Deux questions se posaient, dimanche, après l'avancée foudroyante des
rebelles touaregs qui se sont emparés, en trois jours, des trois
grandes cités de la moitié septentrionale du Mali,
Kidal, Gao et Tombouctou, la ville aux "333 saints". La première : ces
groupes rebelles ont-ils l'intention - et la possibilité - de pousser
leur avantage en direction de Bamako, la capitale ? La seconde : quel
lien unit les différents groupes rebelles ? En clair, le Mouvement
national de libération de l'Azawad (MNLA), officiellement laïque, et
Ansar Dine, le groupe islamiste du chef touareg Iyad Ag Ghaly, sont-ils
alliés ou rivaux ? Vont-ils, demain, entrer en conflit ?
Quarante-huit
heures après la prise de Tombouctou, les groupes rebelles ont, dans
l'immédiat, arrêté leur descente vers le sud. Le MNLA, dont l'objectif
est l'indépendance de l'Azawad, le pays touareg (nord et nord-ouest du
pays), n'a jamais revendiqué la moitié sud du Mali, bien que des
populations touarègues vivent dans les cercles (une subdivision
territoriale) des environs de Mopti, la première ville à quelques
centaines de kilomètres au sud de Tombouctou (le Mali est grand comme
deux fois la France). Des mouvements rebelles auraient été constatés
dans ces zones, déclarait Henri de Raincourt, ministre de la Coopération, mardi matin sur RFI.
Imposer la charia
Car
l'objectif du groupe islamiste Ansar Dine est différent de celui du
MNLA. Il ne se bat pas pour l'indépendance de l'Azawad, mais pour
imposer la charia dans l'ensemble du Mali. On peut donc craindre qu'il
ne veuille poursuivre sa chevauchée vers Bamako, s'il parvient à
s'emparer des villes de Mopti et de Ségou. Dans la capitale, des
prêcheurs wahhabites - encore peu nombreux - s'emploient déjà depuis
plusieurs années à convertir de jeunes musulmans au fondamentalisme
saoudien. Des cabarets ont été vandalisés, et quelques femmes portent
déjà le niqab.
Reste à savoir si l'armée malienne restera
l'arme au pied comme dans le nord du pays. Ou si les 2 000 hommes que la
Cédéao (Communauté des États de l'Afrique de l'Ouest) veut mobiliser
pour éventuellement chasser la junte, qui a pris le pouvoir le 22 mars
(et non les islamistes), pourraient intervenir. Ce serait une première.

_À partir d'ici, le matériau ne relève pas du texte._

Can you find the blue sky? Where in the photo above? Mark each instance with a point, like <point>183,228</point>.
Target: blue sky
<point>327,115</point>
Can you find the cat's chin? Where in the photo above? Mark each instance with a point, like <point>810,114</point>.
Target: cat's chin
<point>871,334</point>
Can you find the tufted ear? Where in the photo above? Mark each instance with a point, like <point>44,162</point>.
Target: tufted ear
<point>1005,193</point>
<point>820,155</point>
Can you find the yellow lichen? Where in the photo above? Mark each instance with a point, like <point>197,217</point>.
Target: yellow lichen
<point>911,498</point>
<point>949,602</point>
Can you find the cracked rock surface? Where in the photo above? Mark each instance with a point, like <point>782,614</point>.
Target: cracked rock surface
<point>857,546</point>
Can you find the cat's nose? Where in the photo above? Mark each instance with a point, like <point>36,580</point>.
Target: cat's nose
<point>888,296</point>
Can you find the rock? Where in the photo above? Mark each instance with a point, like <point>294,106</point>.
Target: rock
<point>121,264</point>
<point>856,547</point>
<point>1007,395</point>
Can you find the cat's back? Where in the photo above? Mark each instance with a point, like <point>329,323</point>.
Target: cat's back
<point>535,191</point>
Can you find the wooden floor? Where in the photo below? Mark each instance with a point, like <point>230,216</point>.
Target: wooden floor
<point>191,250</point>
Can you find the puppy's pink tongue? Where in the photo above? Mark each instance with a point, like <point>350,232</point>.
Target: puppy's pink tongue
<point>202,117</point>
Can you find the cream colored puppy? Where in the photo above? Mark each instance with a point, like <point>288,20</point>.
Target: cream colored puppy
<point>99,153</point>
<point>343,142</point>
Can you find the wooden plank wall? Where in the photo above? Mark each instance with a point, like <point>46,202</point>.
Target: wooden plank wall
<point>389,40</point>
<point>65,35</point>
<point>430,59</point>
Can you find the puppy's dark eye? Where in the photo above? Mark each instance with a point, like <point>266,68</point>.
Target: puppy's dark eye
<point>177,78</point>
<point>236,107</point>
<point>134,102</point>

Quant à la seconde interrogation, alliance ou rivalité entre
les mouvements rebelles, elle semble trouver une réponse inquiétante
deux jours après la prise de Tombouctou. Dimanche, celle-ci a été
l'oeuvre des Touaregs du MNLA. Mais, lundi, les islamistes d'Ansar Dine,
apparemment renforcés par des éléments d'Aqmi, l'aile maghrébine
d'al-Qaida, sont arrivés à leur tour dans Tombouctou, la ville sainte.
Ils se sont installés dans un des deux campements de l'armée malienne
récupérés par le MNLA. Les indépendantistes touaregs ont dû décamper et
laisser la place aux islamistes, qui ont hissé le drapeau noir des
salafistes à la place du leur. Ils n'avaient plus rien à dire.
Grande tolérance
Pour
se faire accepter et imposer leur mode de vie rigoriste dans une
société touarègue à la fois traditionaliste et ouverte, les islamistes
ont distribué à la population des vivres réquisitionnés dans les locaux
de la Croix-Rouge. Leur chef, Iyad Ag Ghaly, a rassemblé les imams de la
cité pour obtenir leur collaboration dans l'application des nouvelles
règles du jeu salafiste.
Il va probablement y parvenir. "Il
est le premier à avoir pris les armes lors de la rébellion touarègue des
années 1990. C'est aussi le premier à avoir fait la paix, contre vents
et marées, et contre l'avis d'une partie de ses hommes. Il est devenu un
chef respecté et craint", écrit le journaliste malien Serge Daniel dans
l'excellent livre Aqmi, qu'il vient de publier chez Fayard. Iyad
Ag Ghaly a aussi servi d'intermédiaire avec Aqmi lors de la libération
de touristes européens enlevés en Algérie en 2003. Avant de repartir au
combat en 2006. Son alliance actuelle avec Aqmi ne présage rien de bon
pour le Mali, hier terre de grande tolérance.